L’écriture caroline se distingue par sa grande lisibilité, grâce à ses proportions harmonieuses, sa rondeur, grâce aussi au fait que les lettres sont bien distinctes et bien détachées les unes des autres; elle reste, à travers l’écriture humaniste du XVIe siècle, encore la nôtre.
Observez bien la Caroline et la police des imprimeurs du XIXème : à peine quelques évolutions ! La plume acier avait pourtant fait s’envoler en boucles et lacets le lettrage de l’époque mais le plomb demandait plus de modération.
L’Onciale
Etroite, presque verticale et réservées elle se caractérise par le prolongement exagéré des hastes des lettres et par l’abondance des ligatures. C’est une écriture ronde, riche en ligature de type précarolingien.

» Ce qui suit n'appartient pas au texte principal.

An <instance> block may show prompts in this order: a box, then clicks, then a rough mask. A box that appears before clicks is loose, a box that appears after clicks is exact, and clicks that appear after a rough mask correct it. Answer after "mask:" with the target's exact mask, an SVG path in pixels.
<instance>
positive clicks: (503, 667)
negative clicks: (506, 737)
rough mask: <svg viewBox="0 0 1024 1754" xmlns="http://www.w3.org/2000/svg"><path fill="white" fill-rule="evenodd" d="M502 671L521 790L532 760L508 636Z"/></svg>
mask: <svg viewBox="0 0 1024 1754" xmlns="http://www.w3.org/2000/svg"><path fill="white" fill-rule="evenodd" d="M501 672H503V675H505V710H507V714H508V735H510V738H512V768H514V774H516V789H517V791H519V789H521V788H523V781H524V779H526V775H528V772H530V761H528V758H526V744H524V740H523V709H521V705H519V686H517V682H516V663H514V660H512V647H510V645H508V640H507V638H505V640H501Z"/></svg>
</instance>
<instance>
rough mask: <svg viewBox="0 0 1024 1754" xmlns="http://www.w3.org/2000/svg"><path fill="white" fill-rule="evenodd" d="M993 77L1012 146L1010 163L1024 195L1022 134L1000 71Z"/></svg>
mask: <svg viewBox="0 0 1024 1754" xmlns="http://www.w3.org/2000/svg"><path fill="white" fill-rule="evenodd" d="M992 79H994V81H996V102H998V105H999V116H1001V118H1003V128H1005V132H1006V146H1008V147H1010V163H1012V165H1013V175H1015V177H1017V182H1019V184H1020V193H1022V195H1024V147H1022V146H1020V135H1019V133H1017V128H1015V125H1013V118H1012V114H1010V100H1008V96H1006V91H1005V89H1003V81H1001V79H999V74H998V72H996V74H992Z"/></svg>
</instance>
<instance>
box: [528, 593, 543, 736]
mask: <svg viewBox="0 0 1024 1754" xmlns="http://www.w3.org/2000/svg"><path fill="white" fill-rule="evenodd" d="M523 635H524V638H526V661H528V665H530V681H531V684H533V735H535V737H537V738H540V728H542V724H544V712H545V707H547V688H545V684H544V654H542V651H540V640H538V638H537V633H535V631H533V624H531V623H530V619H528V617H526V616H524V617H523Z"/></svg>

Écriture dont les éléments avec contours arrondis prédominants, se distingue de la capitale par la forme de lettre a, b, e, g, h, m, q, t, v. L’onciale qui apparaît au 3 siècle et est utilisé pour les écritures de luxe.
L’origine du mot “onciale” divise les experts : certains affirment qu’elle évoque une quantité (une once), et d’autres qu’il s’agit en fait d’un sobriquet dont on l’aurait affublé pour se moquer de la place importante qu’elle utilisait sur les dispendieux parchemins.
Elle a réussi à prendre son plein essor grâce à son emploi officiel dans tous les textes Chrétiens en devenant le mode d’écriture majeur à partir du IIIème siècle. Son emploi s’est en fait généralisé pour des raisons essentiellement politiques : cette nouvelle écriture est venue s’opposer à la graphie employée par l’empire romain (Rustica et Capitale romaine).
Calligraphier ?
Le seul outil à posséder est une plume latine en biseau (personnellement, j’apprécie les bandzung, mais chacun est libre). Les seuls consommables sont papier et encre. L’alliance de l’oeil, de la main et de l’esprit fera le reste. Les créations contemporaines de calligraphie sont parfois loin des moines du XIe siècle, elles n’en sont pas moins remarquables. Depuis Lascaux jusqu’à aujourd’hui, la trace écrite est plus qu’un graffiti, elle symbolise l’éternité de l’espèce face à l’éphémère de l’individu (du moins jusqu’à ce que nous ayons trouvé le moyen de nous rayer définitivement de la carte).

Esthétique de l'Onciale
Elle est née de la volonté d’unification et de centralisation du futur empereur d’Occident, qui impulse un renouveau de la vie intellectuelle et religieuse, avec l’appui de la papauté. Sa mise en œuvre est confiée à Alcuin, conservateur de la bibliothèque d’York, que Charlemagne rencontre à Parme en 781 et qu’il établit en 782 à Aix-la-Chapelle en qualité de précepteur à la cour, où il restera quatorze ans. Le rôle de conseiller qu’Alcuin remplit auprès de Charlemagne est considérable, englobant les domaines de l’enseignement, des affaires intellectuelles, ecclésiastiques et théologiques. En 796, Charlemagne donne une quatrième abbaye à Alcuin: Saint-Martin de Tours, où ce dernier écrira ses ouvrages d’enseignement et dont le scripturaux, sous son impulsion, atteindra un haut niveau de qualité et produira énormément.